The guesthouse we all booked into was run by a family with a number of young children, who immediately asked for games to play, and ended up with one of my companion’s tablets to play Angry Birds. Not for the first time either, she was good at it! They also had a tiny pet monkey, a baby macaque, so small it was still being bottle fed. We all hoped that it was a rescue monkey, and not stolen from its mother. It was the cutest little thing, and in the morning at breakfast came bounding up to hug my leg.
The five of us from the bus headed to the cave after breakfast, about a one kilometre walk away. As the boats seat three (plus driver) we split the cost evenly between us for two boats. Much cheaper for me than paying for a whole boat myself, which is what I had been expecting. We were all given life jackets (a surprising safety measure that is often missing in South East Asia) and followed our boat drivers to the entrance of the cave.
What followed was like a journey to Middle Earth. As we moved further into the cave and away from the entrance it got darker and darker, until it was pitch black except for our head lamp torches. The boat driver navigated by torch light also and there were some hairy moments when we seemed to brush perilously close to rocks jutting out of the water. There were also a few occasions where the river was so low that the boat brushed the bottom, and the driver had to get out and push.

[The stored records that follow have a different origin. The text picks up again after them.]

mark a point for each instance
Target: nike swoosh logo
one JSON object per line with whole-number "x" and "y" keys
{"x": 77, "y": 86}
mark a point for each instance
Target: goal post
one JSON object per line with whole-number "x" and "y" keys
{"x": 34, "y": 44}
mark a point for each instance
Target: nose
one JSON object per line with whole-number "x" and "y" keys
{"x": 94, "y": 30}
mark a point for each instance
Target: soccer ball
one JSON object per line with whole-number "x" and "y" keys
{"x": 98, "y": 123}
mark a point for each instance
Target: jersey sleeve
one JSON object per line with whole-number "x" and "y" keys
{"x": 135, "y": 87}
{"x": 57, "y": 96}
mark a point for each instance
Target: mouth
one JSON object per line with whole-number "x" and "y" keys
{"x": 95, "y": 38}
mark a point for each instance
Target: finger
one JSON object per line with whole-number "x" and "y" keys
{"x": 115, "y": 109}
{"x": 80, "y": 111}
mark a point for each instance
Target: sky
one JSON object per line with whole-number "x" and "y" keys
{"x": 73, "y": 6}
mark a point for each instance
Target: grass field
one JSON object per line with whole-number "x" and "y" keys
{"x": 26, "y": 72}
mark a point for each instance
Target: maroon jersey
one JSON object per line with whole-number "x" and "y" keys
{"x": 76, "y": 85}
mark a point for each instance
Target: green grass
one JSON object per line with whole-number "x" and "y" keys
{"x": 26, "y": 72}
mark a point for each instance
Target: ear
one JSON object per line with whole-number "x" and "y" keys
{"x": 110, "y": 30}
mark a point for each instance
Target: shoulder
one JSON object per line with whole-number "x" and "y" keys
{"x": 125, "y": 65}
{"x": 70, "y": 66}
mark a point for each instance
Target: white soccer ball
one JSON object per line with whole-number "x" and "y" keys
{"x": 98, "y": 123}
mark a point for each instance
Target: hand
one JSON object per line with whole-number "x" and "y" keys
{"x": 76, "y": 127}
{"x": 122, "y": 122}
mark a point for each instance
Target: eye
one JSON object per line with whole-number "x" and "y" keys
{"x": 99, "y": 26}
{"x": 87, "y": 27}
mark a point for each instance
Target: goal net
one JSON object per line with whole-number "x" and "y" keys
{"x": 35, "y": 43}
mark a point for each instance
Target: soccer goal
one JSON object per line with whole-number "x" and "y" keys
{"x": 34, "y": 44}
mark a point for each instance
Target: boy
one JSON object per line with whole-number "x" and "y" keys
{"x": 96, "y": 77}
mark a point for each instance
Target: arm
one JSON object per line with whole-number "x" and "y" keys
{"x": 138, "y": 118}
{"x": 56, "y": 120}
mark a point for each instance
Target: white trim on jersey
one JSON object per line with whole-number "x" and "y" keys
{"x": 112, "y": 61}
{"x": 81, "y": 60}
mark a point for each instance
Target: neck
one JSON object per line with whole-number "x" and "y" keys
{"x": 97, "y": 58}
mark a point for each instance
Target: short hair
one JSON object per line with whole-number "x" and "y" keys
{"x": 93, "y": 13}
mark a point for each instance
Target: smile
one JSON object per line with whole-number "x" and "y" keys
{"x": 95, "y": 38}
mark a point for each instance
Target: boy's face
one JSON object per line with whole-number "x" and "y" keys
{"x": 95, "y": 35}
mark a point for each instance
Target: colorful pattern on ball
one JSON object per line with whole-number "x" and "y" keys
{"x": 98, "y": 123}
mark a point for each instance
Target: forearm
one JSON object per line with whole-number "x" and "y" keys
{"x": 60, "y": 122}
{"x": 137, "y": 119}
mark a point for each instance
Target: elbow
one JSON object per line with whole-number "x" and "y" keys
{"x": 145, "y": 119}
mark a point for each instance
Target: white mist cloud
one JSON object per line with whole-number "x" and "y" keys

Where the water was deep it was completely still, and the reflections on the water of the cavern above made it seem like the cavern also went down, down forever, doubling the size of the cave. Bats clung to the cavernous roof above us and we could still hear them above the roar of the boat engine. About ten minutes in the boat stopped at a small sandy area, and we got out and walked up and along a well lit area of stalactites and stalagmites. Stunning formations all around us, and while others were comparing the area to the Hobbit, and expecting to see Gollum with his precious, I suddenly had a very clear thought of the movie The Descent. Gah! I swear that film has ruined caves for me forever.
Back in the boats and into the darkness I tried not to think about scary creatures hiding just out of sight of my torch, and enjoyed the ride until we exited the cave at the other end. Not far further along the river was a small rest area with a few shacks selling cold drinks, and a gaggle of tiny cute ducklings waddling all over the place. After a rest and a drink it was back to the boats and back through the cave the way we’d come. In the other direction everything looked different and the next 40 minutes were as thrilling as when we’d first entered the cave.
Over too soon, a couple of us had a quick dip in the cool refreshing water just outside the cave entrance, before heading back to Kong Lor village. The village itself is charming, with small farms growing tobacco beneath the large limestone mountains, and cows, water buffalo and chickens roaming about. While trying to think of a witty joke as I watched some chickens cross the road in front of me, I almost missed the long, thin green snake that was slithering right in front of my feet. Eek!